Firstly, all of this allows us to realise that we are still far away from truly human-like AI. Algorithms tend to learn in the most effective way it can given their inductive biases. Implementation of more ‘careful’ and human-like inductive biases may be the key. Nevertheless, we have gotten to a decent start with taking inspiration from animal visual pathways and cognitive attention. The next step might be to implement learnings from behavioural analysis in early humans (or more commonly, infants) into the inductive biases of a model. What we can gather from how a new-born child learns to use its eyes to make sense of the world could hold massive potential for inductive biases of future ML vision models.

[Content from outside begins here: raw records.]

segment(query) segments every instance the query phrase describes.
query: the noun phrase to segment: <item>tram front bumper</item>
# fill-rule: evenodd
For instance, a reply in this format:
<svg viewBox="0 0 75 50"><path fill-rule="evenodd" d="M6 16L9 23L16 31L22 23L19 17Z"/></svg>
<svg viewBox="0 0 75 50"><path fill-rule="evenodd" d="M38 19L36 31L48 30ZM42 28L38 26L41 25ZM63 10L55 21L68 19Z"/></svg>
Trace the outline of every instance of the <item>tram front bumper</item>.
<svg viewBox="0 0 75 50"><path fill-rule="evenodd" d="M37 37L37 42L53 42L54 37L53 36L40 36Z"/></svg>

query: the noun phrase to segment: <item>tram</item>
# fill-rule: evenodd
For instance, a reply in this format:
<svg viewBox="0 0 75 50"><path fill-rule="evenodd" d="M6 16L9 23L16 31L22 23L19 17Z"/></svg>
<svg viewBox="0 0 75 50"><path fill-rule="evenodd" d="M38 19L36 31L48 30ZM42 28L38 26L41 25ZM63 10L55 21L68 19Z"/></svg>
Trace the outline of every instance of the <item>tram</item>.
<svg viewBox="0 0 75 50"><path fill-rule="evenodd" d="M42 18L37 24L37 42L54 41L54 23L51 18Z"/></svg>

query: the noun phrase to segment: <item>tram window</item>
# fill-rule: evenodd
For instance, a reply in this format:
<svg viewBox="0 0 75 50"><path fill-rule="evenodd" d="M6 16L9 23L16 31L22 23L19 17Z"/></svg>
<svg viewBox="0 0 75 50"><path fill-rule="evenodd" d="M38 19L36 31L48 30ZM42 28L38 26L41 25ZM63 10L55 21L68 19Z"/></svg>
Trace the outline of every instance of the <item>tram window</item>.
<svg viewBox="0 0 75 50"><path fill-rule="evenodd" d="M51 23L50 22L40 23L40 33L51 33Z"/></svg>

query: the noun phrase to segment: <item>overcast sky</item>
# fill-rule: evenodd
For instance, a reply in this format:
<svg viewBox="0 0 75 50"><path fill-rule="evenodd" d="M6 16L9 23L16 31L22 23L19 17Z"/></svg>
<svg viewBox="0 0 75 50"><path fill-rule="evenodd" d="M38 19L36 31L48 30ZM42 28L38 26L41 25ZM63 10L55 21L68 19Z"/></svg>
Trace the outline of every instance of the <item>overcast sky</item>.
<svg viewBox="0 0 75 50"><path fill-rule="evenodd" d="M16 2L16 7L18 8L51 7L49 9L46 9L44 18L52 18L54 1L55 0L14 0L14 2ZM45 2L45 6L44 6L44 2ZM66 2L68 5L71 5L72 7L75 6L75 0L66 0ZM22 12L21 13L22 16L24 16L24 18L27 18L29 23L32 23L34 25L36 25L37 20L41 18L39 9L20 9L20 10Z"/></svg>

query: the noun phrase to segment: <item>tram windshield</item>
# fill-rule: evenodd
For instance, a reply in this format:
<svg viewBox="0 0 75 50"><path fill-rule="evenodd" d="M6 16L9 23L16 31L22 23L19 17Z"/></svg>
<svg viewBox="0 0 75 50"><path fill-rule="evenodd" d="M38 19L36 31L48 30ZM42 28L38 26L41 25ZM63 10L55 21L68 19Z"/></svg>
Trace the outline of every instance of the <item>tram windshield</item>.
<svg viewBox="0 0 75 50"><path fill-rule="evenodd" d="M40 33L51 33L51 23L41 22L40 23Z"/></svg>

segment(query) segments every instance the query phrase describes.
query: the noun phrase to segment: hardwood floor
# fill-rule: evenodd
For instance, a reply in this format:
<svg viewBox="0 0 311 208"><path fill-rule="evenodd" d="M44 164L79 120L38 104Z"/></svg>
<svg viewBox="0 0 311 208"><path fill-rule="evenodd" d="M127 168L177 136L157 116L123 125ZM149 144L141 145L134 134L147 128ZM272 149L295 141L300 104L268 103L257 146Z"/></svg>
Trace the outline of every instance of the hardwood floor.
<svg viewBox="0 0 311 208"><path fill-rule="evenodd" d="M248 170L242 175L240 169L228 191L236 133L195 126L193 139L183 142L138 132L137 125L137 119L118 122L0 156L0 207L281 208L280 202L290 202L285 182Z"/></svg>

Transformers are great at learning

Going in the opposite direction from my previous point, we also learn that Transformers are just really good at learning. This is evident as it first conquered the field of Natural Language Processing and now has started flexing its muscles in the field of Computer Vision. We have got our hands on one of the first high-performing architectures that can be adapted across domains. This has massive implications of getting closer to a general-purpose AI. We can theorise that this ability to generalise so well is thanks to its loose inductive biases. Although convolution in CNNs and analogous methods were thought to help in processing visual information, we have come to see that it brought its own drawbacks like the texture bias. Replacing convolution with a looser inductive bias of self attention, we have a much more powerful and robust mechanism of learning at the understandable cost of greater training cost. Maybe self-attention is just a very powerful base inductive bias and we can add more specialised inductive biases to keep improving models for domains. This can be seen in what seems to be the ‘reincarnation’ of convolutions in SWIN Transformers (the very recent state of the art).

In Conclusion

We have compared the two prevalent families of architecture in computer vision. On top of narrowly achieving better accuracy than CNNs, Vision Transformers also manage to be more ‘human-like’ than its counterpart. This was seen through an analysis of shape and texture bias as well as error consistencies across the architectures. We also learnt that the careful and appropriate selection of inductive biases are crucial in building better ML algorithms that use similar strategies to humans. However, as I write this a question floats in my mind — do we need AI to be human-like at all? Maybe the texture hypothesis is correct; the self-learning of texture importance in CNNs may be a more effective and efficient way of processing visual information despite it being different to how we do it. I will leave you with that thought and I hope you were able to take away something from this series.